Kolumne von Rudolf Strahm , in Handelszeitung vom 26. September 2024
————————————————————————————————————-
Die 13. AHV-Monatsrente ist vom Volk angenommen worden. Jetzt muss sie finanziert werden. Der Bundesrat will sie durch eine moderate Erhöhung der Mehrwertsteuer um +0,7 Prozent Normalsatz finanzieren. Und damit ein Defizit in der AHV-Rechnung frühzeitig verhindern.
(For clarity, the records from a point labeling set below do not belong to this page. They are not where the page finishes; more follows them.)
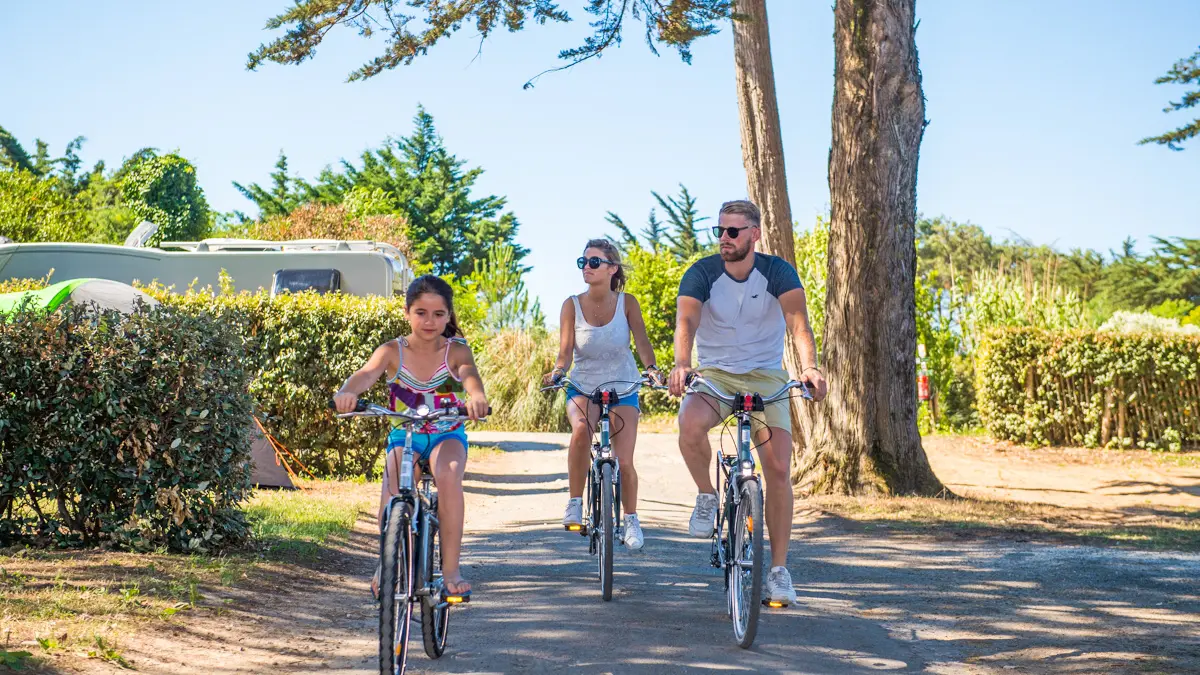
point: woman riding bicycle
(430, 366)
(594, 332)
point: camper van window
(297, 280)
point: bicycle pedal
(457, 598)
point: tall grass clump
(511, 364)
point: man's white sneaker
(634, 538)
(779, 586)
(703, 517)
(574, 514)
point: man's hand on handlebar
(654, 376)
(679, 378)
(816, 382)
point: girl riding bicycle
(431, 365)
(594, 332)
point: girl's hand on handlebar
(345, 401)
(477, 407)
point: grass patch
(1147, 530)
(299, 523)
(82, 603)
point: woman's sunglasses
(732, 231)
(593, 262)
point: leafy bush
(654, 280)
(1090, 388)
(1146, 322)
(301, 348)
(333, 221)
(127, 429)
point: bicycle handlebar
(366, 408)
(564, 382)
(696, 378)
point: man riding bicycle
(737, 308)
Von allen Seiten kam Kritik am Bundesratsvorschlag. Da werden alte, nie ausrottbare Mythen erzählt. Der eine behauptet’s, der nächste übernimmt’s und publiziert’s; und zuletzt setzt sich das Fehlurteil im kollektiven Gedächtnis fest: Die Mehrwertsteuer sei unsozial, weil sie alle, Reich und Arm, mit dem gleichen Prozentsatz belaste. Lohnprozent-Beiträge seien nach oben unbegrenzt sozialer. Ein alter Mythos. Allerdings werden dabei alle Kapitalertrags-Bezüger, die nicht angestellt sind, und die bald zwei Millionen Rentner und Rentnerinnen gänzlich von der Lohnprozentfinanzierung befreit. Das ist zunehmend anstössig.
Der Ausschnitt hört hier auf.